Auch hier sieht Barths Haltung den alten Schultheologen gegenüber so aus: ihr Anliegen war richtig, “schärfere Formulierungen, schärfere Maßnahmen” sind aber notwendig. Die Front ist in diesem Zusammenhang gegen die Mystik gerichtet. Barth steht an sich auffallend offen für ihr Wollen, aber er tadelt ihren Einfluß auf die Dogmatik, wo sie das Suchen nach einem adäquaten Reden von Gott unterminiert. “Wir tragen diesen Ansatz alle irgendwo in uns” (64). Es hat aber in der Gotteslehre einerseits dazu geführt, daß |191| Gottes Wesen so unbestimmt wie möglich gelassen wurde, andererseits dazu, daß alles Prädikatisieren nur noch als mehr oder weniger willkürlicher Akt unseres Bewußtseins gedacht werden konnte. Für diese Lage hält Barth offenbar namentlich den Neuprotestantismus für verantwortlich, obwohl er feststellt, daß die altprotestantische Lehre hier merkwürdige Lücken aufzeigte, z.B. darin, daß sie das Moment der “Persönlichkeit Gottes” gar nicht in ihren Definitionen von Gott mit berücksichtigt hatte. Dennoch meint er sich mit seiner eigenen, wie er sagt “supra-nominalistischen”, Position bei ihr anschließen zu können. Die “schärfere Maßnahme” sieht so aus: statt des Gerhardschen Satzes “Deum quidem cognoscimus, sed non comprehendimus” sagt er, umgekehrt: “Gott gibt sich uns in seinem Wort zu erkennen, darum können wir ihn nicht begreifen.” Und deshalb ordnet er die Eigenschaften Gottes so an, daß er zuerst von denjenigen, in denen Gott sich uns zu erkennen gibt, und erst danach und von da aus von denjenigen, in denen Gottes Unbegreiflichkeit als Qualifikation seiner Erkennbarkeit zum Ausdruck kommt, redet. Damit ist schon, der Tradition gegenüber, etwas grundsätzlich Neues passiert. Barth will keinenfalls einen unberechenbaren deus absconditus hinter der Offenbarung.
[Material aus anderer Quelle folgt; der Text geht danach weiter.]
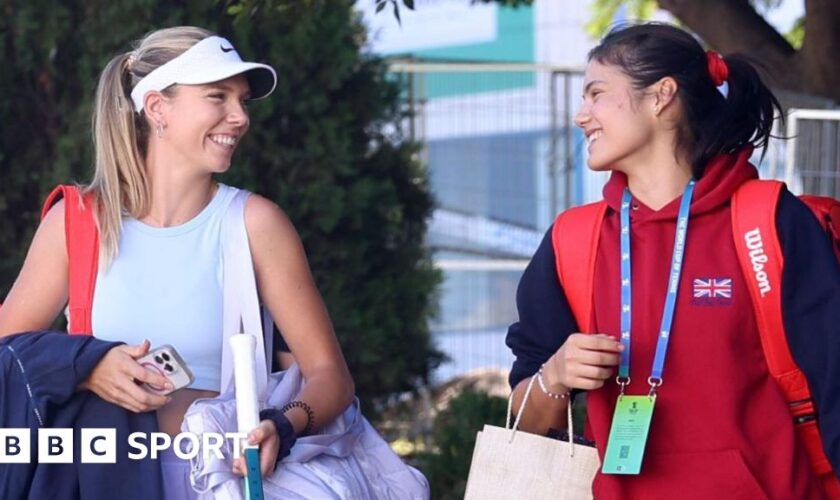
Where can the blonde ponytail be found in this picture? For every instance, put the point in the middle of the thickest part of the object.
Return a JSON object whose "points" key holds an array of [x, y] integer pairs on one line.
{"points": [[120, 135]]}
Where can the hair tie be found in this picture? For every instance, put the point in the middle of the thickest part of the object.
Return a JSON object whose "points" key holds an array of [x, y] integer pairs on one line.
{"points": [[718, 69], [132, 56]]}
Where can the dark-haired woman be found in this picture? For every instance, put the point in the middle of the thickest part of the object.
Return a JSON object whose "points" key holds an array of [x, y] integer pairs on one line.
{"points": [[654, 114]]}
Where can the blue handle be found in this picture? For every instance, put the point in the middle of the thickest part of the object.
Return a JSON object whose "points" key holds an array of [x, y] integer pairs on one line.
{"points": [[253, 478]]}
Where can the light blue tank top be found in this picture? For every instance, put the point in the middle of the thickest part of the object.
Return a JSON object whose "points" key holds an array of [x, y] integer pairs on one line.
{"points": [[166, 286]]}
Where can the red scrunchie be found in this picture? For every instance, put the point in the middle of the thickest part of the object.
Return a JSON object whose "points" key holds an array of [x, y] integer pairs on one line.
{"points": [[718, 69]]}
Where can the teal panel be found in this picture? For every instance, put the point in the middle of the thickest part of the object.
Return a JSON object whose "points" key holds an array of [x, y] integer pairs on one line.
{"points": [[514, 43]]}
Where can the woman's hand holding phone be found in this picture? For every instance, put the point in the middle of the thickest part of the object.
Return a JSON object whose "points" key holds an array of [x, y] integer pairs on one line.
{"points": [[117, 375]]}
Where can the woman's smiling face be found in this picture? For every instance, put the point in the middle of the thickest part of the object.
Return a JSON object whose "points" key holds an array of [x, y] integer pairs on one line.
{"points": [[205, 123], [615, 123]]}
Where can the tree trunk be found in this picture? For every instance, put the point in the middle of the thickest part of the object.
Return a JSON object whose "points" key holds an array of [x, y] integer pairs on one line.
{"points": [[731, 26]]}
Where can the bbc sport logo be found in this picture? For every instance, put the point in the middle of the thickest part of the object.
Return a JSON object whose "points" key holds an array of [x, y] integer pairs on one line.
{"points": [[99, 445]]}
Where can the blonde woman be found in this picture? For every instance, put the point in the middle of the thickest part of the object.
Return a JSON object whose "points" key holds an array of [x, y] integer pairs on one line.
{"points": [[168, 115]]}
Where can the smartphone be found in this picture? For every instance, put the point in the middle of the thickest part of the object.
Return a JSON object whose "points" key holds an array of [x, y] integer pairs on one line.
{"points": [[166, 361]]}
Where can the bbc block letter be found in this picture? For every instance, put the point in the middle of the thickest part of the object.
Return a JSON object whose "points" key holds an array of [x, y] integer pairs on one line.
{"points": [[55, 446], [99, 446], [14, 446]]}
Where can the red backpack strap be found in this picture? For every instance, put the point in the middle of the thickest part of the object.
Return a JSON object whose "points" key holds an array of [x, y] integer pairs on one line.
{"points": [[760, 255], [754, 207], [82, 237], [575, 238]]}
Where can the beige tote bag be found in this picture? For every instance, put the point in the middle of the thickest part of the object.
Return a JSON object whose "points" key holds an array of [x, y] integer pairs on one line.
{"points": [[508, 464]]}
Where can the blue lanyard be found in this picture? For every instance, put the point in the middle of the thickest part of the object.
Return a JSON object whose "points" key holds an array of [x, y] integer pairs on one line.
{"points": [[655, 380]]}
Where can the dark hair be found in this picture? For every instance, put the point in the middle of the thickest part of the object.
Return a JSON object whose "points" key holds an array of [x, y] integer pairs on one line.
{"points": [[712, 123]]}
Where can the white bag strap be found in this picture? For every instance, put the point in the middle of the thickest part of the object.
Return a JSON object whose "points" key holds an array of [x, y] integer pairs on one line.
{"points": [[241, 309], [522, 411]]}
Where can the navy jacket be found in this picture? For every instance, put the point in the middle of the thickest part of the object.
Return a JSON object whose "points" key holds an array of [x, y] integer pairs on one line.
{"points": [[39, 373]]}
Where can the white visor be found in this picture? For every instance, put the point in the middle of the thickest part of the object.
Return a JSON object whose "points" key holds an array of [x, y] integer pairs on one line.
{"points": [[210, 60]]}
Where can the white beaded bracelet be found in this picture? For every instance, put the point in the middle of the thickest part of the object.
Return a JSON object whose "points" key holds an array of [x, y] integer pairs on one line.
{"points": [[545, 389]]}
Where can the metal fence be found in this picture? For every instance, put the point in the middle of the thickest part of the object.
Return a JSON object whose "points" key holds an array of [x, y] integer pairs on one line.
{"points": [[503, 157], [812, 152]]}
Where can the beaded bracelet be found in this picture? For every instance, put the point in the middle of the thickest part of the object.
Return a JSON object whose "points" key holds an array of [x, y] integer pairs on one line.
{"points": [[545, 389], [310, 415]]}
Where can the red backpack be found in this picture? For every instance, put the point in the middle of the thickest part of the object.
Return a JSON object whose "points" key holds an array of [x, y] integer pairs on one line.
{"points": [[753, 216], [82, 235]]}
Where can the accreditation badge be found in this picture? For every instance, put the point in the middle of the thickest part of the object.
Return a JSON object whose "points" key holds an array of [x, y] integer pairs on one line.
{"points": [[628, 434]]}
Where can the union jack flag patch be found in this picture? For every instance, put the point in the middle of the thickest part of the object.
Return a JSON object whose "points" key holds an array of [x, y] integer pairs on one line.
{"points": [[712, 288]]}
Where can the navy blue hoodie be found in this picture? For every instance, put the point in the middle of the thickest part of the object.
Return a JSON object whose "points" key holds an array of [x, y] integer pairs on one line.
{"points": [[39, 373]]}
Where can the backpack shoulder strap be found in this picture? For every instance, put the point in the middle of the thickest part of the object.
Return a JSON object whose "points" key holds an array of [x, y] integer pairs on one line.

Dennoch hat Ingrid Spieckermann nicht Unrecht, wenn sie behauptet, daß hier doch “die Erkennbarkeit Gottes nur als Hülle und Form der Unbegreiflichkeit” erscheint. Wir fragen:

1. Barth arbeitet noch stark mit dem Bild des Laotseschen Wagenrads: alle Eigenschaften weisen als Stange auf die von uns nicht zu füllende Mitte hin. Alle Qualifikationen werden erprobt bis zum Punkt, wo sie abbrechen an “einer scharfen Kurve” von Gott her. Gott ist zwar nicht nur die Negation unseres Prädikatisierens, aber dazu ist von seiner Gegenständlichkeit auch positiv etwas zu behaupten. Was ist dann aber zu behaupten? (zum Beispiel, sehr schön: Gottes Ewigkeit ist nicht nur Negation der Zeit sondern vor allem Herrschaft über die Zeit – 160. Frage: was kann man dann positiv über die Ewigkeit Gottes als ewige Begründung seines Verhältnisses zu uns in unserer Zeit sagen? Darüber hören wir 1924 nichts).
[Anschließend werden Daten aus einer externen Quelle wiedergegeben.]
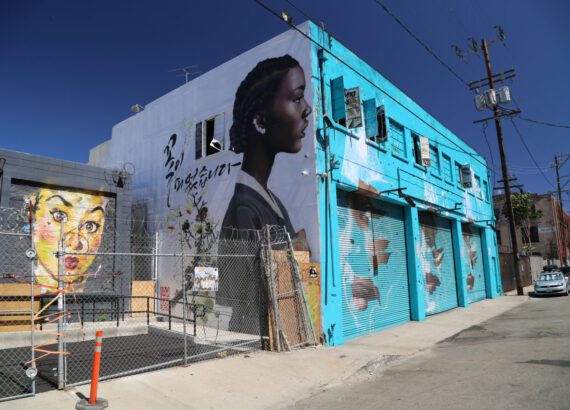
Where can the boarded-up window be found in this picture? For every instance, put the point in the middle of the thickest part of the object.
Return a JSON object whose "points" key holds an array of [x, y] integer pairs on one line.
{"points": [[434, 157], [337, 100], [447, 174], [370, 119], [398, 139]]}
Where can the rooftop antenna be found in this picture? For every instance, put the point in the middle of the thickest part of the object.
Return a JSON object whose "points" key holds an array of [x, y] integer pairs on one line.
{"points": [[185, 71]]}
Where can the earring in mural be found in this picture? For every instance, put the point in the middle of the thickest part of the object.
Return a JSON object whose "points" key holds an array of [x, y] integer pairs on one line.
{"points": [[258, 127]]}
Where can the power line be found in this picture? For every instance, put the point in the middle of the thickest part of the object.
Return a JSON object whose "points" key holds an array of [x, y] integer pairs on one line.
{"points": [[485, 125], [421, 43], [530, 154], [475, 156], [549, 124]]}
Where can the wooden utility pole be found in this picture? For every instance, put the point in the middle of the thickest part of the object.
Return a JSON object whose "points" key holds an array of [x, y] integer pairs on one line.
{"points": [[506, 181], [562, 226]]}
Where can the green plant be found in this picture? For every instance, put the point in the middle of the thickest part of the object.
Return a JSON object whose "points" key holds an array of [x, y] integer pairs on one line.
{"points": [[525, 213]]}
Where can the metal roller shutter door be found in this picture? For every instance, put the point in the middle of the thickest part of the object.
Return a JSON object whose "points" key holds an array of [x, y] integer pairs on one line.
{"points": [[375, 291], [440, 287], [473, 261]]}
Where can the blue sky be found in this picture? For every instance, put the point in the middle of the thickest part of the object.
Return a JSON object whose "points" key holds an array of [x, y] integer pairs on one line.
{"points": [[70, 70]]}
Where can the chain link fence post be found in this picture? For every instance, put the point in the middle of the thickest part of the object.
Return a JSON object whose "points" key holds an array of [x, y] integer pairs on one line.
{"points": [[60, 312]]}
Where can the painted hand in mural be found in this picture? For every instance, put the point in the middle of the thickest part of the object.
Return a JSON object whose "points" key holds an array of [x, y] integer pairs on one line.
{"points": [[432, 282], [83, 218], [363, 292]]}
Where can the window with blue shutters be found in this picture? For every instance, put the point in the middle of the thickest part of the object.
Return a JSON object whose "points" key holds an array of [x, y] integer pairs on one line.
{"points": [[478, 190], [375, 122], [458, 175], [398, 139], [434, 157], [446, 166], [338, 101], [485, 191], [370, 119]]}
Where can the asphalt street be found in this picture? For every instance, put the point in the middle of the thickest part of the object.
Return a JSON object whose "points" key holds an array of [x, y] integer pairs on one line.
{"points": [[518, 360]]}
2. Für alle Eigenschaften gibt Barth Raum, es gibt keine Hierarchie, keine Ausschließung. Aber in wieweit wird diese Einsicht fruchtbar gemacht in dem Sinne, daß die Eigenschaften sodann auch in der Erzählung einer Geschichte Gottes mit den Menschen funktionieren können?

In der KD hat Barth “den Hauptstrom der theologischen Überlieferung” in dieser Frage als “semi-nominalistisch” gekennzeichnet. Wir fragen: |192| in wieweit war sein eigener “Supra-nominalismus” in U.I., trotz seiner “schärferen Maßnahmen”, doch diesem “Seminominalismus” verpflichtet?

Paragraph 18: die Gnadenwahl

In seinen Römerbrieferklärungen hatte Barth sich intensiv mit Röm. 9-11 beschäftigt. Von daher war er froh, zu entdecken, wie in der von ihm studierten reformierten Überlieferung die Prädestinationslehre als Zuspitzung der Gotteslehre auftauchte: wenn man von Gott redet, dann ist die spezifische Freiheit dieses Gottes, des Gottes der Offenbarung, durch sein spezifisches Verwerfen und Erwählen gekennzeichnet.

Wie schon in seiner exegetischen Arbeit erhebt Barth auch hier ernsten Einspruch gegen was er “Mythologie” und “einen säkulären Irrtum” in der Überlieferung nennt: die Vorstellung als seien “certos homines” erwählt, “certos homines” verworfen. Denn, so lautet seine Kritik, damit wird doch die Aufmerksamkeit von dem in seiner Freiheit barmherzigen Gott auf einen bestimmten Tatbestand auf Seiten des Menschen abgelenkt. Man muß aber für jeden Mensch sagen, daß er sich nicht darüber zu wundem braucht, wenn Gott ihm in seiner Unbegreiflichkeit immer verborgen bleibt, aber daß dennoch Gott sich entscheiden kann, ihm in seiner Gnade erkennbar zu sein, sodaß das Verworfensein eine Möglichkeit ist, die der Mensch vor Gott hinter sich, und das Erwähltsein eine Möglichkeit, die er vor sich hat.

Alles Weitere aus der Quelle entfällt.